Sitting in our little Villa at the base of Park City’s Main St. trying to digest an everything bagel with peanut butter and yesterday’s whirlwind of PASTE activity at the 2008 Sundance film festival.

Entering my fourth year of this celluloid by the slopes extravaganza I realize I am in a somewhat unique position this time around.  I am not here to promote a project, meet anyone in particular, attend a special screening, or in fact do much of anything other than be an active participant in the madness wherever I see fit, in other words an ideal situation for my usual manic energy. Now if I could just lose this creeping head cold. 

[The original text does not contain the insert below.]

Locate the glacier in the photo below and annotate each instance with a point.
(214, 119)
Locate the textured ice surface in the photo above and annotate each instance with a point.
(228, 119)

For those of you who have never been to what the thundering herd of cheeseballs like to call, “The Dance”, imagine a thousand Ryan Seacrest’s elbowing their way through a throng of independent cinemas elite, just to get a 10 second sound byte from Mischa Barton. Now this is obviously an enormous generalization, and Mischa Barton is actually in an interesting film called Assassination of a High School President with Bruce Willis, but most years the real talented and real independent folks who have risked everything to make their film, music, or art are generally swept aside by Main Stream media.  Of course there is always one or two indie darlings, through some miracle marketing ploy or sheer dumb luck latch on to the dragon’s tail and are whipped up into the frenzied buzz building of the glitterati.  Creating the festivals “it” director, “it” actor, and “must have” piece of promotional schwag.  I’ll let you know when the media decides who it is this year.  Stay tuned.

Until then let me tell you what I do like about this place.  Every hour is like its own little vignette.  One minute I am waiting in the House of Hype to interview Justin Timberlake (didn’t go down, but mark my words Timberlake, you will be mine…oh yes you will be mine) and the next I am in a T-Shirt interviewing Eef Barzelay formerly of Clem Snide for the Dell Lounge (when it comes online I’ll post a link) which was very informative.  Outside the ASCAP Music Café I run into an old high school buddy but we both can’t stop due to pressing matters such as me getting a shot of patron through a syringe by a Ski Bunny from Hard Rock Café’s Rehab and him off to “an interview?!” Then I meet a dynamo named Julie who is a higher up for the (RED) Campaign and we discuss our mutual connection to Dell, Joseph Arthur and the Lonely Astronauts, and good chocolate covered raisins; it is a small world after all.

Perhaps the highlight of the first afternoon was watching Jesca Hoop (one of PASTE’s recent Four to Watch For artists) play a spell binding set with a young guitarist and two
captivating back-up singers. I did an interview with her as well, and suffice it to say that while not the most linear conversation it did involve a fur hat, Mormonism, FRIGID temperatures, sharing a fake “air joint” and me finally blowing cold air smoke into her ear to the delight of everyone involved.